Reform is an anomaly in other ways, too. The party was founded as a private limited company, with Farage the majority shareholder. Earlier this year, Farage announced that he had given up ownership of Reform. Party chairman, entrepreneur and former Goldman Sachs executive Zia Yusuf hailed the move as “an important step in professionalising the party”. Former co-leader Ben Habib, who left Reform in November citing concerns over the party’s lack of internal democracy, disagrees. “Contrary to all the protestations [Farage] has been making about democratising the party, he hasn’t done anything. He’s still in complete control,” Habib told me. “Any political party should have checks and balances in it. It can’t be owned and controlled by one man. But if it were owned and controlled by one man, Nigel Farage would be a particularly bad individual to give that control to.”
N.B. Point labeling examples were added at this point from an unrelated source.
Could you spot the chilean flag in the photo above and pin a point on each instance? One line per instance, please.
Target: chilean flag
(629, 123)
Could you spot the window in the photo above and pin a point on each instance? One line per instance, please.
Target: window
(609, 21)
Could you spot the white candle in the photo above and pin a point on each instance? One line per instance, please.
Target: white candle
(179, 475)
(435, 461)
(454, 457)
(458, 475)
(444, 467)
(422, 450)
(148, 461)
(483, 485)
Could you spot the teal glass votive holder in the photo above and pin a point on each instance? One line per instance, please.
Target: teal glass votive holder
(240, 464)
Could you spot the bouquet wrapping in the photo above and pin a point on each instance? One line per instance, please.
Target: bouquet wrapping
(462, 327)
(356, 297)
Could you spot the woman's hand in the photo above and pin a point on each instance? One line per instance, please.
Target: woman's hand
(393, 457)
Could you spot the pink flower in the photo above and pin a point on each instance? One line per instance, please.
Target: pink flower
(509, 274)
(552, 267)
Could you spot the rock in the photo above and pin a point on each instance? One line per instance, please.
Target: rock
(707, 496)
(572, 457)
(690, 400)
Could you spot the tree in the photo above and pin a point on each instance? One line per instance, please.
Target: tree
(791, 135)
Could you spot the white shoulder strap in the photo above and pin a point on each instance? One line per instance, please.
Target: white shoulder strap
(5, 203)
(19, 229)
Farage’s leadership style has certainly grated with some in the party. In January, 10 Reform councillors in Derbyshire resigned in protest at Farage’s “increasingly autocratic manner”. Then, in March, Reform expelled Rupert Lowe for allegedly threatening violence against party chairman Yusuf. The Great Yarmouth MP denied the claim, saying that he had been singled out for being a “tall poppy” after he said in an interview that Farage had a “messianic” style of leadership. Habib predicts that these public conflagrations will have electoral—and financial—implications for Reform. “The donors are going to be upset. The grassroots are upset, and it will seep through to the electorate. All of this is bad news.”
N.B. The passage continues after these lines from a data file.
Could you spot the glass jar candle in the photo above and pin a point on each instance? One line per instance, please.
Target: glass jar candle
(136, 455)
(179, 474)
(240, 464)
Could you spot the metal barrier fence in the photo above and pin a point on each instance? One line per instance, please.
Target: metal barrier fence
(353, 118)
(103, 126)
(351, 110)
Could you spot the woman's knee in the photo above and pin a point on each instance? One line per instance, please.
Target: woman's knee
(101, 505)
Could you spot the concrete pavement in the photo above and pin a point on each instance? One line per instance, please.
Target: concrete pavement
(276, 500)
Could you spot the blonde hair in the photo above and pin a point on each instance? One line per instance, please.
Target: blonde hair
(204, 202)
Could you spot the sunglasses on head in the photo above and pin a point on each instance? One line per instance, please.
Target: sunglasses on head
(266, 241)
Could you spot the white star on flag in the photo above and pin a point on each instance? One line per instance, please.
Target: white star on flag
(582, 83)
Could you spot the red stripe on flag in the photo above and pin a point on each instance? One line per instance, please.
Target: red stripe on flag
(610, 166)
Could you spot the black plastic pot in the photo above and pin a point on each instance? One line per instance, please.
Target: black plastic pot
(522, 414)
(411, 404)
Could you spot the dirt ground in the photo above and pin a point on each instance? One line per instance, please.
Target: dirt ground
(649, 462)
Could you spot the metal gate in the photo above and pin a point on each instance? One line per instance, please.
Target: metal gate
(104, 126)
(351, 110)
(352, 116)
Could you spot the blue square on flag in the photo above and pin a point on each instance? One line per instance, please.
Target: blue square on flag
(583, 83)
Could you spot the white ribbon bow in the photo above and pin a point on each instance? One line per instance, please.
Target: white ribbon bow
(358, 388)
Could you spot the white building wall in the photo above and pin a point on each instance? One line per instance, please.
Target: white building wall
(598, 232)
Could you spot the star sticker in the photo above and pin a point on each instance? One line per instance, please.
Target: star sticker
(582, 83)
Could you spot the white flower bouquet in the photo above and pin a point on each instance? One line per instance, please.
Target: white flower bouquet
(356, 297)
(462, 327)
In the wake of Farage’s spat with Lowe, press reports suggested that Musk was considering funding a populist-right alternative to Reform. These rumours were dismissed by party insiders I spoke to; “Nonsense,” says one. For former Conservative donor Mohamed Amersi, the row was a “storm in a teacup” that should have been kept behind closed doors. “If I was the leader of the party I would not have let this come into the public domain,” he tells me. 

All the same, Amersi does not believe that the negative headlines about Reform will put off prospective donors, especially those, like him, who have crossed over to the party. “My earnest hope is that by the next election we find a way to merge the Tories and Reform. That is what so many of us want to see.”